In the early stages of the investigation into the bombing of Pan Am Flight 103, the Scottish police showed Bollier a photograph of what he said was a brown 8-ply timer fragment, from a prototype timer that was never supplied to Libya. While giving evidence at the Lockerbie trial at the Scottish Court at Camp Zeist in the Netherlands on 19 June 2000, Bollier was asked to identify a green 9-ply timer fragment (PT/35(b)) which the prosecution argued was from an MST-13 timer, 20 of which had been delivered to Libya. He wanted to dispute the evidence but trial Judge, Lord Sutherland, did not permit him to do so.

===Possibility of co-conspirator charge===
Bollier had rented office space to the Libyan convicted of bombing Pan Am Flight 103.

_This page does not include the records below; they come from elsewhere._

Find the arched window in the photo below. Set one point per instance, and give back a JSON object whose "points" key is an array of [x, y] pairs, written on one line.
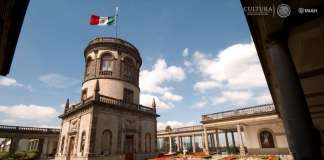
{"points": [[106, 63], [84, 94], [62, 144], [82, 143], [106, 142], [266, 139], [88, 66], [147, 142], [129, 69]]}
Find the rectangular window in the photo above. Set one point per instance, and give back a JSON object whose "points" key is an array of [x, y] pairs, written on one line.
{"points": [[128, 95], [107, 66], [84, 94]]}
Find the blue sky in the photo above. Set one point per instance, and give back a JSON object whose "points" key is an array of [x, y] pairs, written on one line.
{"points": [[203, 48]]}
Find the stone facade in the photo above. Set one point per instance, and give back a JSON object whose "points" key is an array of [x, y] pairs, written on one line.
{"points": [[254, 130], [109, 123]]}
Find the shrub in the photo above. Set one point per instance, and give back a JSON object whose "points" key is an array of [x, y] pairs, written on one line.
{"points": [[4, 155], [32, 154], [20, 154]]}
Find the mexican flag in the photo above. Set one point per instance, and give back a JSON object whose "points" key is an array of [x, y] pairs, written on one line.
{"points": [[102, 21]]}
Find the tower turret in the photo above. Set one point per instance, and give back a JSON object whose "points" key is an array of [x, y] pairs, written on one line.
{"points": [[115, 64]]}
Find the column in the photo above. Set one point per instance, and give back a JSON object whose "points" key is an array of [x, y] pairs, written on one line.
{"points": [[170, 144], [178, 144], [242, 150], [226, 140], [13, 145], [206, 140], [217, 141], [212, 141], [44, 148], [233, 141], [292, 104], [193, 143]]}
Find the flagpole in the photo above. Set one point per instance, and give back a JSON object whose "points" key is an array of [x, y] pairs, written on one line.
{"points": [[116, 21]]}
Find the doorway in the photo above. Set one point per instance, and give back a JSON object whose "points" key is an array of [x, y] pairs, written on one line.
{"points": [[129, 147]]}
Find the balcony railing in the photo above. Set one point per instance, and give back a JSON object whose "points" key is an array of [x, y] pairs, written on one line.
{"points": [[255, 110], [112, 40], [113, 101], [29, 129], [182, 129]]}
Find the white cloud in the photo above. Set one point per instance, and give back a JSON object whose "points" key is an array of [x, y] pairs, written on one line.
{"points": [[187, 63], [7, 82], [202, 86], [171, 96], [236, 66], [153, 82], [147, 99], [237, 97], [185, 52], [235, 72], [56, 80], [173, 124], [200, 104], [28, 111], [263, 98]]}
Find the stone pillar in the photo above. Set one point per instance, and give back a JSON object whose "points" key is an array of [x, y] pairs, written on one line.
{"points": [[193, 143], [170, 144], [233, 139], [44, 148], [181, 145], [292, 104], [206, 150], [212, 140], [217, 141], [226, 140], [178, 144], [242, 150], [13, 145]]}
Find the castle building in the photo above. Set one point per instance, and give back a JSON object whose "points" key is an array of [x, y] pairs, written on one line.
{"points": [[108, 122]]}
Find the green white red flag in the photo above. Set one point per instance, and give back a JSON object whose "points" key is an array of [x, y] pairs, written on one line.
{"points": [[102, 21]]}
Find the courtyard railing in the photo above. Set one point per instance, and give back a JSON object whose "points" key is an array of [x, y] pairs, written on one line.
{"points": [[255, 110], [29, 129], [113, 101]]}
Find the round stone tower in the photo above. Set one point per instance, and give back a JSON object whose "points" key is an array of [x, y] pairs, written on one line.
{"points": [[114, 64]]}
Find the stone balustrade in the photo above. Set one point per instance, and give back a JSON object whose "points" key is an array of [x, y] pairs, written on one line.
{"points": [[112, 101], [28, 129], [255, 110]]}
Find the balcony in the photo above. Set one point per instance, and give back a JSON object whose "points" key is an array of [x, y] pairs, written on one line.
{"points": [[250, 111], [111, 101], [29, 129]]}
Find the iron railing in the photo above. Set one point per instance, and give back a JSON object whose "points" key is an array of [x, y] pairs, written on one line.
{"points": [[255, 110], [29, 129], [113, 101]]}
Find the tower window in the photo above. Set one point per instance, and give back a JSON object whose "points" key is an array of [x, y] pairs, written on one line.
{"points": [[88, 66], [106, 62], [106, 142], [82, 143], [266, 139], [62, 144], [128, 69], [147, 142], [128, 95], [84, 94]]}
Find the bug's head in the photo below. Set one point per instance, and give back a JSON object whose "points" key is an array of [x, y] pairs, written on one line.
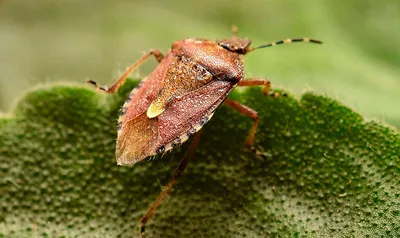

During Bollier's testimony, it was revealed that the prosecution had been considering charging him with the same conspiracy to murder charge as the two Libyans, Megrahi and Fhimah, faced. When the defense protested that they had not been given notice of that position, prosecuting counsel, Alan Turnbull QC, told the court:
"If we were going to libel him we would have done so, these issues have been considered. The decision not to include him as a co-conspirator is not a recognition that he has nothing to do with the matter. The extent of his involvement is yet to be developed in evidence. It may be he has involvement in what occurred, but unless the Crown is able to adduce evidence that places him in the conspiracy, it is not appropriate to libel him as a co-conspirator."

As a discouragement to the prosecution, Bollier is alleged to have let it be known before the start of the trial that if he were to be charged for the PA 103 bombing he would call some high-ranking and controversial witnesses to appear, for example: former United States President George H. W. Bush, Lieutenant Colonel Oliver North and Gerrit Pretorius, private secretary to South Africa's former foreign minister Pik Botha.

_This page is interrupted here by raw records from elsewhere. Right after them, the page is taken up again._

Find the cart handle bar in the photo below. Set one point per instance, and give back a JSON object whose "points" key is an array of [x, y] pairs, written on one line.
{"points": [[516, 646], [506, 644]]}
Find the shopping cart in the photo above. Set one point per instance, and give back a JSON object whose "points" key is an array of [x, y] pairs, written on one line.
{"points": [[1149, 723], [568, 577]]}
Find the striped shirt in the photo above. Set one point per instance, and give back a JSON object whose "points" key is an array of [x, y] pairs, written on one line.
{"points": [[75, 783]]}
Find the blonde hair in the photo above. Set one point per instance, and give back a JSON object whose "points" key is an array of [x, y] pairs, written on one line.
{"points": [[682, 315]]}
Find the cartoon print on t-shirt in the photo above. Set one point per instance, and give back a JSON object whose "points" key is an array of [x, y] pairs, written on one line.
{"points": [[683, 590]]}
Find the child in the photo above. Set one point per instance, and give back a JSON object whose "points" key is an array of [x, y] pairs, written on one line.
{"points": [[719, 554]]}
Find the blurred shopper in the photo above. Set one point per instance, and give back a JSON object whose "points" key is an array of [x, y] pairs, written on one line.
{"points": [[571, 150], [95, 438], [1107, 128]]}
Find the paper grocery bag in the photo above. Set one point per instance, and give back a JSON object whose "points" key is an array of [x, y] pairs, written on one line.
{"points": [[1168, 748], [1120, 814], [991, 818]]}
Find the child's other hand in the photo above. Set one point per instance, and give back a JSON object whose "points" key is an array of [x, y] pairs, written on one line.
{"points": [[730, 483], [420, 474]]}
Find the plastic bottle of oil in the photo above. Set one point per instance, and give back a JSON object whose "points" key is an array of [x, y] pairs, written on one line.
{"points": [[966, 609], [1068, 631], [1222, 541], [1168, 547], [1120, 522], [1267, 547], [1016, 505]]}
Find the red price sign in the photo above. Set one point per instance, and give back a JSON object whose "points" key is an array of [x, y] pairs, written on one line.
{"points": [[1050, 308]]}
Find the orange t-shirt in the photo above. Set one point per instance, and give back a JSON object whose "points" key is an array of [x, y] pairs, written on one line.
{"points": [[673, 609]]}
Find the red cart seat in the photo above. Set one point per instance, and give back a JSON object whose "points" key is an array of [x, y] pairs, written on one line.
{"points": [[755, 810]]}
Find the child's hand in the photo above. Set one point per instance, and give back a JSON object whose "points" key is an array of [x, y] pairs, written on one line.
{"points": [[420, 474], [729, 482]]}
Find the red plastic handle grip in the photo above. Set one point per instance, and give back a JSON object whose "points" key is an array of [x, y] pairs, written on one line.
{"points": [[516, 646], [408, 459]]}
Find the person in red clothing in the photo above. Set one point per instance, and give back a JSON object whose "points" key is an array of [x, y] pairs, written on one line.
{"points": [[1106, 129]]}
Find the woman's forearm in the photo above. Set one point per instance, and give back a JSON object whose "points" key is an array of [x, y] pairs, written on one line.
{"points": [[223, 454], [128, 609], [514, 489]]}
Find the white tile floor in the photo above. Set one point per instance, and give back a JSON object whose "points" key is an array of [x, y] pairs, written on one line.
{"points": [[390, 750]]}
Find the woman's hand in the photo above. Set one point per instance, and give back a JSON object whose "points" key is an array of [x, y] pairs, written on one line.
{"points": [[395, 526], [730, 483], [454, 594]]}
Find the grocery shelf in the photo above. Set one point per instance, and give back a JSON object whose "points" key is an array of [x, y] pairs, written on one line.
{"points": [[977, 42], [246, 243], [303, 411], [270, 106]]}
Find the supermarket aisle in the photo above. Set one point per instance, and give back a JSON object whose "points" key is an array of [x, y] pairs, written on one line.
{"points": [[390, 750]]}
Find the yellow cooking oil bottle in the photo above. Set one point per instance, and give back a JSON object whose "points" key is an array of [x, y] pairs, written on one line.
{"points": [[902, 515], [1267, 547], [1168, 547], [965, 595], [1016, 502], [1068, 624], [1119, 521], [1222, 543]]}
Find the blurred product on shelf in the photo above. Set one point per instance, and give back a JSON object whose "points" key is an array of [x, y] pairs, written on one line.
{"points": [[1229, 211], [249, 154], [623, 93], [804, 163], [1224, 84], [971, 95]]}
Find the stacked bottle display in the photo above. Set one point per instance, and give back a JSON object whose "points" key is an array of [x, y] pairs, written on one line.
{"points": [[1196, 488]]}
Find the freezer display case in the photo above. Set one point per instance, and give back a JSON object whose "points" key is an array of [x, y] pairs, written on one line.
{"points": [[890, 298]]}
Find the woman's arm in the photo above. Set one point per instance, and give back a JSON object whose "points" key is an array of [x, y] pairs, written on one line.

==="$4 million offer" to Bollier===
In October 2007 Bollier told UN-observer Dr Hans Köchler that he had been offered, but not accepted, a payment of $4 million, together with a new identity, if he agreed to confirm that the fragment of a timer allegedly found at the Pan Am Flight 103 crash site was actually part of a Mebo MST-13 timer that his firm had supplied to Libya. He had reported the incident, after returning from the US, to the Swiss Federal Police. In a subsequent BBC documentary aired in 2008 Bollier claimed that he had been offered $200 million by the Gaddafi government if he could "... get Al Megrahi out of prison".